Friday, June 3, 2016

Market Failure And Milton Friedman's Free Market Utopia

The Chicago School has historically provided the rationale against government intervention in the economy.  One of the difficulties with their position is that market failures are very common.  Markets often produce externalities.  That is, a decision to sell or purchase a product that pollutes the environment may be good for the seller and buyer but bad for the those who may suffer from the free market decision.  Governments tend to intervene in the private market when externalities affect social welfare.  The Chicago School found many ways to support its free market ideal in the face of externalities.  One method was to argue that government regulators would be captured by those who benefited from the externality.  The regulators would intervene in the market but make matters worse by producing weak regulations that led to market inefficiency.    Another method was to argue that left to their own devices market participants would find a way to reduce externalities without the need for government regulations.

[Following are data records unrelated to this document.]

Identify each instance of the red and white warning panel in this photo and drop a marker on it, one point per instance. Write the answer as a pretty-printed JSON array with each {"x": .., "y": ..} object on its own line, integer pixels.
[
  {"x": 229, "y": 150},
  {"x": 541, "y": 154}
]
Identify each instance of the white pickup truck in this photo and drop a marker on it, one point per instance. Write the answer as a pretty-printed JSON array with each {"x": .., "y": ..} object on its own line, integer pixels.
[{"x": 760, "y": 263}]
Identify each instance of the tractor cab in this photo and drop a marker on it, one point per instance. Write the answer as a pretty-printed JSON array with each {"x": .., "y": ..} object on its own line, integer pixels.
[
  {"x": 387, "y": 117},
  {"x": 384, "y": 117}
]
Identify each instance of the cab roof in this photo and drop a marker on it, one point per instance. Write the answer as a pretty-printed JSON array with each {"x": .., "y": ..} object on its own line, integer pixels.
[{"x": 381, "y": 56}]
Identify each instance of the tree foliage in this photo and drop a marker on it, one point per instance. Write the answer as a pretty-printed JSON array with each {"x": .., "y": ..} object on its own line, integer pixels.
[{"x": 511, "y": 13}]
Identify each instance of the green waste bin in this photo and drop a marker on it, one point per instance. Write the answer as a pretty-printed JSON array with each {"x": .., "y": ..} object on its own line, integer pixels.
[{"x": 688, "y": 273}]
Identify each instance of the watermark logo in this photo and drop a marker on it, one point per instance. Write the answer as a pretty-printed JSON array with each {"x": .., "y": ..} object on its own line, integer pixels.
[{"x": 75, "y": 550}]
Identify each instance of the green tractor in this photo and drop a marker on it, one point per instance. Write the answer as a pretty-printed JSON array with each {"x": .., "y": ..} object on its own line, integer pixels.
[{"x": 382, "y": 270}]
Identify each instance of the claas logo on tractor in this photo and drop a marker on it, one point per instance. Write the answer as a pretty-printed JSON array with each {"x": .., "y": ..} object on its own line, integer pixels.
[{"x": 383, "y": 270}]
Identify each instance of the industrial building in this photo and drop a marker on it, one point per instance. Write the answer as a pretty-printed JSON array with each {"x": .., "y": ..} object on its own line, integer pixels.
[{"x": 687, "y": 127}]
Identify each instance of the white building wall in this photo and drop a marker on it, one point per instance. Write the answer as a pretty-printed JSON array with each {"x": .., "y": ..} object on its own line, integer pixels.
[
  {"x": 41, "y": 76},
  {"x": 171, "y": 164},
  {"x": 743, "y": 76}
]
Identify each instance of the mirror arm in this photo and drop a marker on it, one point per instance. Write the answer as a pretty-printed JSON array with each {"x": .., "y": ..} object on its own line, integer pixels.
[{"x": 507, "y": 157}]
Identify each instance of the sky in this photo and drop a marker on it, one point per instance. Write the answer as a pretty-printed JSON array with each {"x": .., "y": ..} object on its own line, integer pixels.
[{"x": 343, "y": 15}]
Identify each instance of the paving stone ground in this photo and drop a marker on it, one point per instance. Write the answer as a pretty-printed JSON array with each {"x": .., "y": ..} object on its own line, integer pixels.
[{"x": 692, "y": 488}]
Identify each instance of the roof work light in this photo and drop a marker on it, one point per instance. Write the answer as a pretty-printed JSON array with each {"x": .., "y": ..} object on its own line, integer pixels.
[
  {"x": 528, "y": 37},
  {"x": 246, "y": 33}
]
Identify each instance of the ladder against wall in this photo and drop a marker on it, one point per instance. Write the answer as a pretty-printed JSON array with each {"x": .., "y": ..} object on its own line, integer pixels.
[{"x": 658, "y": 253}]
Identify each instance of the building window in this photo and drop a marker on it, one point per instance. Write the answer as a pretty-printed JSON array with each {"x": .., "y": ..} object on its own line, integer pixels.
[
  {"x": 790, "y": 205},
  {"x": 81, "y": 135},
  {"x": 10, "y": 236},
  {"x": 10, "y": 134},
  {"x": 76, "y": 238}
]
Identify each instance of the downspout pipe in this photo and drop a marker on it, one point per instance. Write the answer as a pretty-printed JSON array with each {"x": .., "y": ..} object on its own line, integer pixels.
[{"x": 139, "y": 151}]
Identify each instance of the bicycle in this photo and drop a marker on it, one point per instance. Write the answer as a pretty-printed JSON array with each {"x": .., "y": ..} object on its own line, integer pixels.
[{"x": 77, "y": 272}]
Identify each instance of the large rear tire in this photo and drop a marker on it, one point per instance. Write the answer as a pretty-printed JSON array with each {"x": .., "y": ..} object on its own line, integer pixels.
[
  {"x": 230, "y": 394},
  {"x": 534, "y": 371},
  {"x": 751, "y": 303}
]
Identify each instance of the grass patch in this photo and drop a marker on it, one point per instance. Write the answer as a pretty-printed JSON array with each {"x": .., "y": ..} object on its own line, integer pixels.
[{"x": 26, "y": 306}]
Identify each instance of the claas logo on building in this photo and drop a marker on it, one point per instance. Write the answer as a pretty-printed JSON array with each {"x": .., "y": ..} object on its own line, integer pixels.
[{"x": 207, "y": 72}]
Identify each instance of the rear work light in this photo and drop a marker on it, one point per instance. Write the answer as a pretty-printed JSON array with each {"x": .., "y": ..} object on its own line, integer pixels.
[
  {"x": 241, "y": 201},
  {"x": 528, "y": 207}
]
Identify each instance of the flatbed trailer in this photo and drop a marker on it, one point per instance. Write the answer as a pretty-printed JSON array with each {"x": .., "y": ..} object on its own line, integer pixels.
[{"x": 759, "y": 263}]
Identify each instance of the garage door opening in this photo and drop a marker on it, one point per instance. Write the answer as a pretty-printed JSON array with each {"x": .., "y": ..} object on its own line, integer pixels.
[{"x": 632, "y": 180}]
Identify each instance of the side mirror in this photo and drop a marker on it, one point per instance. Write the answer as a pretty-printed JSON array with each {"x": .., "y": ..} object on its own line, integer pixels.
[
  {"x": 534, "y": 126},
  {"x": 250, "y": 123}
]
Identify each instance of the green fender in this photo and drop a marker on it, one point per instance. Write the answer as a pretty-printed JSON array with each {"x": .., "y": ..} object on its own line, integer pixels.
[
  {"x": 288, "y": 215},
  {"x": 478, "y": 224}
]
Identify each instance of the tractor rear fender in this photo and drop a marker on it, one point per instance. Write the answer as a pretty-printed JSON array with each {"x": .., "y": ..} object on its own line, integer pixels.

The free market is presumed to be protected by competition which puts pressure on sellers to produce good products at competitive prices.  Anti-trust laws were designed to enforce market competition.  The government protected the market by preventing sellers from colluding in ways that limited competition.  Anti-trust laws have typically been opposed by large firms even though they provide a market based solution for a market failure.  Carbon taxes provide another form of a market based solution designed to let the market reduce carbon emissions which result from a market failure.

Milton Friedman was one of the leaders of the Chicago School.  This article argues that he was not really a ultra-conservative.  It describes some the ways in which Friedman was able to support government intervention in the free market in short term even though he was committed to the utopian ideal of the free market in long run. Unfortunately, externalities and market failures are so common in the real world that economists struggle to maintain the ideal of free market while they introduce a variety of ways in intervene in the market.  We might be better off if we did not invoke utopia to prevent governments from doing what every economy requires in order to serve society.